I spent last Friday and into the weekend like many people did, simultaneously watching the news for every development and reviling the media for capitalizing on suffering; listening intently to the precious, heartbreaking stories the children told and wishing they never had to tell them; reading news articles and blogposts and Facebook rants, head nodding and tears welling and head shaking. I read advice about how to talk to children, and I wondered whether my son had heard somehow and whether I needed to explain. He knows something of grief himself, of children that aren’t supposed to die, so I wondered how he’d understand if I did. I read comments from celebrities–why do we always look to our celebrities at times like these? I always wonder–that were uplifting and shaming and thought-provoking. I shuddered to read that the gunman may have suffered from a personality disorder, and I grieved to learn more and more again about the plight of the mentally ill. And perhaps most of all, I imagined those parents, the ones who rushed to answer the summons to the firehouse where their children were supposed to be safely and desperately awaiting their arrival. What of those mamas and dadas whose children weren’t? I wept with those mamas, like so many of us did, and I thought that I could somehow feel just the edge of the incomprehensible that they felt in that moment. Rachel weeping for her children, indeed.
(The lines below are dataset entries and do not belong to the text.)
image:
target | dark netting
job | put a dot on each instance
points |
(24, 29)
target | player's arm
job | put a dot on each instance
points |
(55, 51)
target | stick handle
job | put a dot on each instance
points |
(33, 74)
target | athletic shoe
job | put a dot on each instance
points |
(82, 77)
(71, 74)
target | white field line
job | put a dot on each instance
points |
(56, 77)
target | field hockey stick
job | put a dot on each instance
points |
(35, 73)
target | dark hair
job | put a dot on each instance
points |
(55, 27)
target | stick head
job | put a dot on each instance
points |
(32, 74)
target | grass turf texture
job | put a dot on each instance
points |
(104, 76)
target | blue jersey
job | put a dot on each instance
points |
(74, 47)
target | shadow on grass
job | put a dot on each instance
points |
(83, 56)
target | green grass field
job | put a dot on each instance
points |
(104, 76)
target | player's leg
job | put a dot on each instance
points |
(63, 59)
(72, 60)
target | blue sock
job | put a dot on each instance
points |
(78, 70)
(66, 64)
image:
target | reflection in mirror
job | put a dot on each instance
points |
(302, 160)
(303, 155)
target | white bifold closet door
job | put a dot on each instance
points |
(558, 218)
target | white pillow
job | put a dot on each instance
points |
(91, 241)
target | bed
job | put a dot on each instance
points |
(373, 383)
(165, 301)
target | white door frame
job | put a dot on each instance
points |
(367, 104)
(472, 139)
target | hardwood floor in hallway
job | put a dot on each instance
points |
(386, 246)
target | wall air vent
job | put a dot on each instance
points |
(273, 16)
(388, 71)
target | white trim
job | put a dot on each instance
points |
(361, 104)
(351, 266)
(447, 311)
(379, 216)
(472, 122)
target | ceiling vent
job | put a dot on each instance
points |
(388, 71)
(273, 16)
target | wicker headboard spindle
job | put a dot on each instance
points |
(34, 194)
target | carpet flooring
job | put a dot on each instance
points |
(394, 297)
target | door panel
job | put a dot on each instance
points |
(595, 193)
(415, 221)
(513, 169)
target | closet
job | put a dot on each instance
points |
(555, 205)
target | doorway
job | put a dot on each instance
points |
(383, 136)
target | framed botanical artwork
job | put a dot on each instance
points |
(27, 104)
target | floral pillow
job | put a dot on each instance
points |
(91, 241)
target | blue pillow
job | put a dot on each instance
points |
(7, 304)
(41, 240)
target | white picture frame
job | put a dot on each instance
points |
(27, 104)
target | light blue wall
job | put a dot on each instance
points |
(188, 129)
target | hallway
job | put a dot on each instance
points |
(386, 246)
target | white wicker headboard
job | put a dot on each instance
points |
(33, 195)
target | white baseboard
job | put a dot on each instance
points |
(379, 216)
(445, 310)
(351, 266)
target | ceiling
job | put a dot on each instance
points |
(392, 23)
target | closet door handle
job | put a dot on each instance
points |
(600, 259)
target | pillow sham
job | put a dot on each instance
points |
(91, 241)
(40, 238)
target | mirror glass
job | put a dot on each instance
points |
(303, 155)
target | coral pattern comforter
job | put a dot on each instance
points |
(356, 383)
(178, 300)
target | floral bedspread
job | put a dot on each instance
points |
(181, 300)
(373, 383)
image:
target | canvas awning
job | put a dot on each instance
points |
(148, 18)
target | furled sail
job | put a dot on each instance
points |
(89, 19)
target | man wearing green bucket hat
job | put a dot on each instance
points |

Also last week, my baby (may I please still call her that, as she hurtles toward two years old?) was sick. Fever, cough, congestion–‘tis the season, indeed. Unlike her big brother, who has for his whole life been generally a hands-off sick kid; and unlike her big sister, who always slept being held, healthy or not, but almost never in bed; my littlest is a snuggler. The always-and-only answer is mama’s bed. This is new to me, and every time she’s sick it takes me longer than it should to figure out the answer: rocking, humidifier, pain reliever, milk–it’s all good, but nothing leads to sleep except mama’s bed.
Which is actually a very simple answer, as it turns out, and a sweet one. I have plenty of room in my bed, and she’s my littlest baby yet. Plenty of room for a snuggler who just needs her mama to sleep. But here’s where every parent who has ever had a child sleep in his or her bed knows the story: no matter how tiny, a baby takes up a remarkable amount of space. It’s uncanny, really, that tiny fingers and stubby legs and sweet snores can crowd the vast expanse of a king-size bed. But crowd they do, and in persistent and smothering and deafening ways that math cannot explain. It’s remarkable.
So last week, as my littlest tossed and turned feverishly, at once using my pillow, her pillow, and my stomach to rest her sweaty head (there’s no doing the math), when her chubby, fever-warm fingers sleepily made their way from rubbing the edge of her blankie to stroking/squeezing/poking my face, I couldn’t help but simultaneously laugh (as quietly as possible) and weep for the parents whose children’s fingers aren’t warm anymore. I daresay having held the cold fingers of death, the once warm fingers that would no longer be, I can somehow feel just the edge of the incomprehensible those parents are feeling these incomprehensible nights–all of it in the warm, chubby fingers probing my damp eyes and smiling chin.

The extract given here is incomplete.